I had a similar issue and came up with the following regex solution:

import re
pattern = r"((?<=^)|(?<= )).((?=$)|(?= ))"
text = "z 23rwqw a 34qf34 h 343fsdfd"
print(re.sub("\s+", " ", re.sub(pattern, '', text).strip()))
#23rwqw 34qf34 343fsdfd

Explanation

• (?<=^) and (?<= ) are look-behinds for start of string and space, respectively. Match either of these conditions using | (or).
• . matches any single character
• ((?=$)|(?= )) is similar to the first bullet point, except it's a look-ahead for either the end of the string or a space.

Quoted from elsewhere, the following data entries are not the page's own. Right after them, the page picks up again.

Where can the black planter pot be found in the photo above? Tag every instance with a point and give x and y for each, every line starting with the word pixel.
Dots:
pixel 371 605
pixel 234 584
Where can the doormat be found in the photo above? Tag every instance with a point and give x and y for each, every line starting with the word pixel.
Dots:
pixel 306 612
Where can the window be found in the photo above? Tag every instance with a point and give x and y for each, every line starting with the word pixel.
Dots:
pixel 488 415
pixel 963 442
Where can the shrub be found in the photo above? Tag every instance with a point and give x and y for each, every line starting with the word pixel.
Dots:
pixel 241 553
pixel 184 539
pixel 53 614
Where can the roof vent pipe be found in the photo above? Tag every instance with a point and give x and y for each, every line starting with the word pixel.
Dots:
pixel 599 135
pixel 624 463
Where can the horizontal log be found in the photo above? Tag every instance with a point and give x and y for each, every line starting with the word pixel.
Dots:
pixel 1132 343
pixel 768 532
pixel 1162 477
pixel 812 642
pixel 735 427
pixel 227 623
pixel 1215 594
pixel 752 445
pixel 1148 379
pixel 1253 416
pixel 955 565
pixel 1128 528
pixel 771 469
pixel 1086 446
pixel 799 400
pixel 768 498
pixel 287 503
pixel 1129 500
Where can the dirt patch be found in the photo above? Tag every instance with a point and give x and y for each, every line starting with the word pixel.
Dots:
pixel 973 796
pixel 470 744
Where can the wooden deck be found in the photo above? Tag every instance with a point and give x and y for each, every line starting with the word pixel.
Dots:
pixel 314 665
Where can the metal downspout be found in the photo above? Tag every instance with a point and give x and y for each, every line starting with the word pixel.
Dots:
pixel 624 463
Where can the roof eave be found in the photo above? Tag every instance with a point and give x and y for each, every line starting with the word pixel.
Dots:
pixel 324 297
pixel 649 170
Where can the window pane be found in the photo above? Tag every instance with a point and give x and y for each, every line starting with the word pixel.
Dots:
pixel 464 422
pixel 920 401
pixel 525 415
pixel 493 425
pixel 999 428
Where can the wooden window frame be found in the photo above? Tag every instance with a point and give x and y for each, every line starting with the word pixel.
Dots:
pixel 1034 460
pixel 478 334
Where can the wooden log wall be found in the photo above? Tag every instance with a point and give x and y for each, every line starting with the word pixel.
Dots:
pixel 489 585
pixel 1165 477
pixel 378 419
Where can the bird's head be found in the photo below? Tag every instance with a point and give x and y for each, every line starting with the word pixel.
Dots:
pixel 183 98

Finally call re.sub("\s+", " ", my_string) to condense multiple spaces with a single space.

>>> ' '.join( [w for w in input.split() if len(w)>1] )
'23rwqw 34qf34 343fsdfd'

I hope there's a neater regex way than this, but:

>>> import re
>>> text = 'z 23rwqw a 34qf34 h 343fsdfd'

>>> re.sub('(\\b[A-Za-z] \\b|\\b [A-Za-z]\\b)', '', text)
'23rwqw 34qf34 343fsdfd'

It's a word boundary, a single letter, a space, and a word boundary. It's doubled up so it can match a single character at the start or end of the string z_ and _z leaving no space, and a character in the middle _z_ leaving one space.